Chapter 5 Linear Regression

When do we use this?: When $Y$ is a numeric variable.

5.1 Fit a LSLR Line

m1 <- lm( y ~ x , data = dataset)

m1 = replace with any name you want for your model. However, names cannot contain spaces or special characters (*, &, etc)
y = replace with your response variable
x = replace with your explanatory variable
dataset = replace with the name of your data set

NOTE: This code does NOT plot the line. The job of this code is to do all the math we need for LSLR. It computes the estimated slope and intercept, the $R^2$ , the residuals, the fitted values, and a lot more!

5.2 To Draw the LSLR line on top of a scatter plot

library(ggplot2)
ggplot(  data  ,  aes(  x = , y =  )  )  +
  geom_point(  ) +
  stat_smooth(formula = y ~ x, method="lm",  se=FALSE)

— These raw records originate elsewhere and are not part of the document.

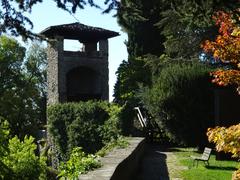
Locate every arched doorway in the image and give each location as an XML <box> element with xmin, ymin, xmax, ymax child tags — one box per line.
<box><xmin>66</xmin><ymin>67</ymin><xmax>101</xmax><ymax>102</ymax></box>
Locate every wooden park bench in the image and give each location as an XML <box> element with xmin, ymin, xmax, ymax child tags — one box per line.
<box><xmin>191</xmin><ymin>147</ymin><xmax>212</xmax><ymax>167</ymax></box>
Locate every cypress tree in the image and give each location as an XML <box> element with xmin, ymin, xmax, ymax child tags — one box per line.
<box><xmin>117</xmin><ymin>0</ymin><xmax>170</xmax><ymax>57</ymax></box>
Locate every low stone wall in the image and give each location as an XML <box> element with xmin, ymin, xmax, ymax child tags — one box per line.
<box><xmin>79</xmin><ymin>137</ymin><xmax>146</xmax><ymax>180</ymax></box>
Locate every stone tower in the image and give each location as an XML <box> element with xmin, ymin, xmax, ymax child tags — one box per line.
<box><xmin>40</xmin><ymin>23</ymin><xmax>119</xmax><ymax>105</ymax></box>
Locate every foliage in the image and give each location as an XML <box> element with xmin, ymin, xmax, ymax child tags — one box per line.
<box><xmin>0</xmin><ymin>0</ymin><xmax>119</xmax><ymax>39</ymax></box>
<box><xmin>157</xmin><ymin>0</ymin><xmax>240</xmax><ymax>59</ymax></box>
<box><xmin>0</xmin><ymin>36</ymin><xmax>47</xmax><ymax>138</ymax></box>
<box><xmin>139</xmin><ymin>60</ymin><xmax>214</xmax><ymax>146</ymax></box>
<box><xmin>114</xmin><ymin>58</ymin><xmax>151</xmax><ymax>105</ymax></box>
<box><xmin>0</xmin><ymin>120</ymin><xmax>47</xmax><ymax>180</ymax></box>
<box><xmin>24</xmin><ymin>41</ymin><xmax>47</xmax><ymax>126</ymax></box>
<box><xmin>0</xmin><ymin>117</ymin><xmax>9</xmax><ymax>155</ymax></box>
<box><xmin>115</xmin><ymin>1</ymin><xmax>168</xmax><ymax>130</ymax></box>
<box><xmin>207</xmin><ymin>124</ymin><xmax>240</xmax><ymax>158</ymax></box>
<box><xmin>100</xmin><ymin>104</ymin><xmax>123</xmax><ymax>144</ymax></box>
<box><xmin>232</xmin><ymin>169</ymin><xmax>240</xmax><ymax>180</ymax></box>
<box><xmin>114</xmin><ymin>2</ymin><xmax>239</xmax><ymax>135</ymax></box>
<box><xmin>113</xmin><ymin>57</ymin><xmax>152</xmax><ymax>135</ymax></box>
<box><xmin>47</xmin><ymin>101</ymin><xmax>122</xmax><ymax>160</ymax></box>
<box><xmin>0</xmin><ymin>118</ymin><xmax>11</xmax><ymax>179</ymax></box>
<box><xmin>117</xmin><ymin>0</ymin><xmax>168</xmax><ymax>57</ymax></box>
<box><xmin>2</xmin><ymin>136</ymin><xmax>47</xmax><ymax>180</ymax></box>
<box><xmin>204</xmin><ymin>9</ymin><xmax>240</xmax><ymax>180</ymax></box>
<box><xmin>202</xmin><ymin>9</ymin><xmax>240</xmax><ymax>94</ymax></box>
<box><xmin>58</xmin><ymin>147</ymin><xmax>101</xmax><ymax>179</ymax></box>
<box><xmin>58</xmin><ymin>137</ymin><xmax>129</xmax><ymax>179</ymax></box>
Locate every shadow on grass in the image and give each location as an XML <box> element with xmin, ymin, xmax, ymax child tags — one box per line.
<box><xmin>206</xmin><ymin>166</ymin><xmax>238</xmax><ymax>171</ymax></box>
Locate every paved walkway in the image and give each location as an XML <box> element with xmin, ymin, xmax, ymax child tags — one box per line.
<box><xmin>136</xmin><ymin>144</ymin><xmax>187</xmax><ymax>180</ymax></box>
<box><xmin>79</xmin><ymin>137</ymin><xmax>144</xmax><ymax>180</ymax></box>
<box><xmin>79</xmin><ymin>138</ymin><xmax>188</xmax><ymax>180</ymax></box>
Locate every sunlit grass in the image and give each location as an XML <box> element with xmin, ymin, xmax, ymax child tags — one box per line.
<box><xmin>172</xmin><ymin>148</ymin><xmax>239</xmax><ymax>180</ymax></box>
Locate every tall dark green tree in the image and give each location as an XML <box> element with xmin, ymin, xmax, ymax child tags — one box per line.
<box><xmin>117</xmin><ymin>0</ymin><xmax>169</xmax><ymax>57</ymax></box>
<box><xmin>113</xmin><ymin>58</ymin><xmax>151</xmax><ymax>105</ymax></box>
<box><xmin>0</xmin><ymin>36</ymin><xmax>47</xmax><ymax>138</ymax></box>
<box><xmin>24</xmin><ymin>42</ymin><xmax>47</xmax><ymax>127</ymax></box>
<box><xmin>114</xmin><ymin>0</ymin><xmax>171</xmax><ymax>106</ymax></box>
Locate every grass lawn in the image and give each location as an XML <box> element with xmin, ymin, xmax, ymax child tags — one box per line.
<box><xmin>171</xmin><ymin>148</ymin><xmax>239</xmax><ymax>180</ymax></box>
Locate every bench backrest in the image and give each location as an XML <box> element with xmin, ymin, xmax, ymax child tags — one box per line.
<box><xmin>201</xmin><ymin>147</ymin><xmax>212</xmax><ymax>160</ymax></box>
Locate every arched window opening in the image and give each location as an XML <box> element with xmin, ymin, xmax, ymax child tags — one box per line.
<box><xmin>66</xmin><ymin>67</ymin><xmax>101</xmax><ymax>102</ymax></box>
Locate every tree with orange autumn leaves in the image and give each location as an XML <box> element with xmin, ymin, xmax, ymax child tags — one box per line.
<box><xmin>202</xmin><ymin>9</ymin><xmax>240</xmax><ymax>180</ymax></box>
<box><xmin>202</xmin><ymin>9</ymin><xmax>240</xmax><ymax>94</ymax></box>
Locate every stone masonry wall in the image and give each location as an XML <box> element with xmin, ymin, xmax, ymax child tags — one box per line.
<box><xmin>47</xmin><ymin>38</ymin><xmax>109</xmax><ymax>105</ymax></box>
<box><xmin>47</xmin><ymin>37</ymin><xmax>63</xmax><ymax>105</ymax></box>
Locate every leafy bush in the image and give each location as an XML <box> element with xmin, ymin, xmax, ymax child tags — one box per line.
<box><xmin>207</xmin><ymin>124</ymin><xmax>240</xmax><ymax>180</ymax></box>
<box><xmin>140</xmin><ymin>62</ymin><xmax>215</xmax><ymax>146</ymax></box>
<box><xmin>100</xmin><ymin>104</ymin><xmax>123</xmax><ymax>144</ymax></box>
<box><xmin>58</xmin><ymin>147</ymin><xmax>101</xmax><ymax>179</ymax></box>
<box><xmin>0</xmin><ymin>119</ymin><xmax>47</xmax><ymax>179</ymax></box>
<box><xmin>3</xmin><ymin>136</ymin><xmax>47</xmax><ymax>180</ymax></box>
<box><xmin>0</xmin><ymin>118</ymin><xmax>11</xmax><ymax>179</ymax></box>
<box><xmin>47</xmin><ymin>101</ymin><xmax>122</xmax><ymax>160</ymax></box>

data= replace with the name of your data set
x = your x variable (no quotes)
y = your y variable (no quotes)
DO NOT change anything in the geom_smooth part of the code. Leave it as y ~ x.

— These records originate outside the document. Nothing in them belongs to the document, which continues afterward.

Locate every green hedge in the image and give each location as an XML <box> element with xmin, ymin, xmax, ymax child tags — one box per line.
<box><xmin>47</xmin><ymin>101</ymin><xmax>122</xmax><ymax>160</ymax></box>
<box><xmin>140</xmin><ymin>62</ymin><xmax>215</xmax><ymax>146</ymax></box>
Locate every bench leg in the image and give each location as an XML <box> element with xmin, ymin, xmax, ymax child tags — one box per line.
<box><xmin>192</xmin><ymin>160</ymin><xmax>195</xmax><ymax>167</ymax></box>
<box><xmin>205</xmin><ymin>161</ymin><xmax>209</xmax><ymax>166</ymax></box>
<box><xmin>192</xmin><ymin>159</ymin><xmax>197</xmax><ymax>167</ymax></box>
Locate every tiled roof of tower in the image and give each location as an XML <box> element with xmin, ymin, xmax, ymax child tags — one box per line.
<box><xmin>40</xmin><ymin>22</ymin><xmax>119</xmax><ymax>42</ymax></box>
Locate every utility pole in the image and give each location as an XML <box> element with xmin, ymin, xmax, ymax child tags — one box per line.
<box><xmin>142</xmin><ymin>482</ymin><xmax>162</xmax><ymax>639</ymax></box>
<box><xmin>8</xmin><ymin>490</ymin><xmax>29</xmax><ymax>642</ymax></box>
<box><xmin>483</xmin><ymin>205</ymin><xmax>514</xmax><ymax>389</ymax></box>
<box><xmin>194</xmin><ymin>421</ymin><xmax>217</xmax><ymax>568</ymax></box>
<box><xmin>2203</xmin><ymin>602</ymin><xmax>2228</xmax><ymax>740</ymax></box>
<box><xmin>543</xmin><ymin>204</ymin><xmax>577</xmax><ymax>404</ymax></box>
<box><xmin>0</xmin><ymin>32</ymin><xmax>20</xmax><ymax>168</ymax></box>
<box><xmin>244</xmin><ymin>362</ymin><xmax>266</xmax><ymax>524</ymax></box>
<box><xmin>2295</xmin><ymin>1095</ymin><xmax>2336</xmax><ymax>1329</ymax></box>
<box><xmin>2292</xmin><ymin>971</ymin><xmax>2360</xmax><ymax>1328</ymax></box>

5.3 Obtain the Summary Table

summary(m1)

m1 = replace with the name of your LSLR model

5.4 Obtain the Estimated Slope and Intercept

m1$coefficients

-m1 = replace with the name of your LSLR model

5.5 Obtain the R-squared

summary(m1)$r.squared

m1 = replace with the name of your LSLR model

5.6 Obtain the residuals

m1$residuals

m1 = replace with the name of your LSLR model

5.7 Creating a residual plot

To create a residual plot, you just create a scatter plot with the residuals (above) on the Y axis.

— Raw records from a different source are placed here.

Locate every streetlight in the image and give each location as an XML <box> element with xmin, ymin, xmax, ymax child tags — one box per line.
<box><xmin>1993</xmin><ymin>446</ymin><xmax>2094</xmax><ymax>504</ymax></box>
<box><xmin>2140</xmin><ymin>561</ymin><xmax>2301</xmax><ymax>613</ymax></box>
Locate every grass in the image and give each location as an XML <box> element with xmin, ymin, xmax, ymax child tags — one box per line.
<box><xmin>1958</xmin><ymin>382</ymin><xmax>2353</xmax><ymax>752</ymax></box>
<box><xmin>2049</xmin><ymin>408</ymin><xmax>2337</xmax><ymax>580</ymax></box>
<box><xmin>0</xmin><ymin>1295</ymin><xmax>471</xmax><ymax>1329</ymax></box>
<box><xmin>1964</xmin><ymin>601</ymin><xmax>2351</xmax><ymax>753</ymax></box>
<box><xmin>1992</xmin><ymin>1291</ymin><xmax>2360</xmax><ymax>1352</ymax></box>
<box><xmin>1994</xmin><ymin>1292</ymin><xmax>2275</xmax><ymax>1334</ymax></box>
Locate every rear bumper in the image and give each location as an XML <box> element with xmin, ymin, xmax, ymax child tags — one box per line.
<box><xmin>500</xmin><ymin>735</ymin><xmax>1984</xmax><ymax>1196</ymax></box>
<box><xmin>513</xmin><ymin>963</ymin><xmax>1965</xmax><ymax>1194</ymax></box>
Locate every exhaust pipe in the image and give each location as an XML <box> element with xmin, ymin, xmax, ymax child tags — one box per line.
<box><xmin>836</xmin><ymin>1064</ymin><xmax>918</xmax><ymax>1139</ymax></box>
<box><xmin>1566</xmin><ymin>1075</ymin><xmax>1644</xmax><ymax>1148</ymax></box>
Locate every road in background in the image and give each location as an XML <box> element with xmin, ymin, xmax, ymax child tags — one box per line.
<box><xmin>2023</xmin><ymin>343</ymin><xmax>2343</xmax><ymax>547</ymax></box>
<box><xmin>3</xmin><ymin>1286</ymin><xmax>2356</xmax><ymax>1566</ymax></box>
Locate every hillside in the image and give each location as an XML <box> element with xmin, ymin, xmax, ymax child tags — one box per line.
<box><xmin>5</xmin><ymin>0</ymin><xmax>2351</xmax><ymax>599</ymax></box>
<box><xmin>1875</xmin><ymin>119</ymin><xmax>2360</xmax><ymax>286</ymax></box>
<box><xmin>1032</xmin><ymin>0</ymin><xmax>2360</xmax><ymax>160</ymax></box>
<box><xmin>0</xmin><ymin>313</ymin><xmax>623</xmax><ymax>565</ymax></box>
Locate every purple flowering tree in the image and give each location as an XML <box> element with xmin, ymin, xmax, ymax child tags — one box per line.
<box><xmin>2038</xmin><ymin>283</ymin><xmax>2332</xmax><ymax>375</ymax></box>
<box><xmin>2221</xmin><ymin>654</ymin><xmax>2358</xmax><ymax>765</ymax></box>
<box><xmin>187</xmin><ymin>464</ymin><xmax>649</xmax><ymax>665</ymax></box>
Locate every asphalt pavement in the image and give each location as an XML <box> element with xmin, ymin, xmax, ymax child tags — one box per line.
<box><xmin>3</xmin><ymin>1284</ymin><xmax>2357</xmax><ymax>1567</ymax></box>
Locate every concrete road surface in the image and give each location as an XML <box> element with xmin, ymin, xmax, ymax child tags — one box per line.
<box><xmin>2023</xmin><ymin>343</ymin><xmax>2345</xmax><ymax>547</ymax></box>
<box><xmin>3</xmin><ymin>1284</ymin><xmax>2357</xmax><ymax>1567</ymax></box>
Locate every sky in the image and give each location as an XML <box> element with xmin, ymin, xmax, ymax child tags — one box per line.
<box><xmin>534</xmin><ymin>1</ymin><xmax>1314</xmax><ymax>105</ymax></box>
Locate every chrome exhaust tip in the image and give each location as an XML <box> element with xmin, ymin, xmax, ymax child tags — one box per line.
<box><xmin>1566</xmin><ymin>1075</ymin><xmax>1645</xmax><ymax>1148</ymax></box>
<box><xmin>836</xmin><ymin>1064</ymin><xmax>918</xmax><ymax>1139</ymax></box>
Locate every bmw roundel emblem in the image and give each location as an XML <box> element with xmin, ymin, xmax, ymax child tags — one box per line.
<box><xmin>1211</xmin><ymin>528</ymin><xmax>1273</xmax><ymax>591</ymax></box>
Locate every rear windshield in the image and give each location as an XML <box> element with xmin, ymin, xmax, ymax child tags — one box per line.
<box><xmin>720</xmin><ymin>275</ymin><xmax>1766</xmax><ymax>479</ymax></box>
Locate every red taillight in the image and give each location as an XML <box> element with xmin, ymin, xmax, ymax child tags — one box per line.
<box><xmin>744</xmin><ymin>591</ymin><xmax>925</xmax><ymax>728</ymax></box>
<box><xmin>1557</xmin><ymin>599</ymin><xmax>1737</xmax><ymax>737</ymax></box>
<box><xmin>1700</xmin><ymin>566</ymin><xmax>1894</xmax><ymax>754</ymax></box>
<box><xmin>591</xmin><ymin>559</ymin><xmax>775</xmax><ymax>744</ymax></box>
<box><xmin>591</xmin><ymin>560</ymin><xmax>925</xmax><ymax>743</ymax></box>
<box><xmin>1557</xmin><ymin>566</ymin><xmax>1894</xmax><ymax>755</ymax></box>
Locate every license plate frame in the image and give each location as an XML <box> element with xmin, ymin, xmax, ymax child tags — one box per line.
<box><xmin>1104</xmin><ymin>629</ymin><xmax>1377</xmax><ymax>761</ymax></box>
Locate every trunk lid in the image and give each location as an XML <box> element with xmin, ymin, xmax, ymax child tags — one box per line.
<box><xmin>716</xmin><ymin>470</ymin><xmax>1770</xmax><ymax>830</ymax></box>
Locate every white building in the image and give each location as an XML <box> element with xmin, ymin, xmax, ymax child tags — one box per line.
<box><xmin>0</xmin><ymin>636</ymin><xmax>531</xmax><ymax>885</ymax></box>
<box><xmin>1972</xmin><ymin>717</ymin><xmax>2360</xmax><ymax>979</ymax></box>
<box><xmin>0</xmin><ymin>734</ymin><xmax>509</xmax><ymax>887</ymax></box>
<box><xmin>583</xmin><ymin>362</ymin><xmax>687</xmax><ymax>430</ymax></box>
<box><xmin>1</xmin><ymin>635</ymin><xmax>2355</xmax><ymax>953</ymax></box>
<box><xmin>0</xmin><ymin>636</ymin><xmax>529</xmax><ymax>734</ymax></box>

5.8 Obtain the studentized residuals

library(MASS)

studres(m1)

m1 = replace with the name of your LSLR model

5.9 Obtain the $\hat{Y}$ values

m1$fitted.values

m1 = replace with the name of your LSLR model

5.10 Find the Correlation between Two Variables

cor(dataset$var1, dataset$var2)

dataset = replace with the name of your data set
var1 = replace with the name of your first variable
var2 = replace with the name of your second variable

5.11 Creating a QQPlot

qqnorm(m1$residuals, main ="The Title you Want")`
qqline(m1$residuals)`

m1 needs to be replaced with the name of your model

5.12 Analysis of Variance With one model only

anova(model)

This gives you the breakdown of the sum of squares for one model.

5.13 Nested F-test

anova(model1, model2)

model1 = the smaller model
model2 = the larger model; model 1 must be nested in model2

5.14 Best Subset Selection

library(leaps)

BSSOut <- regsubsets( y ~ x1 + x2 + x3, data = , nvmax = )

Replace y with your response variable
Replace x1, x2, x3 with your possible predictors (as many as you like)
data = your data set
nvmax = the total number of coefficients you want R to consider
NOTE: For categorical variables, you have to make sure this number incorporates the number of levels. One categorical predictor with 4 levels would contribute 3 to the nvmax total.

plot(BSSOut, method = "adjr2")

This creates a plot to allow you to see your outcome.
You can change adjr2 which means $R^2_{adj}$ , to be bic if you want to use the BIC as a metric or Cp if you want to use Mallows’ Cp.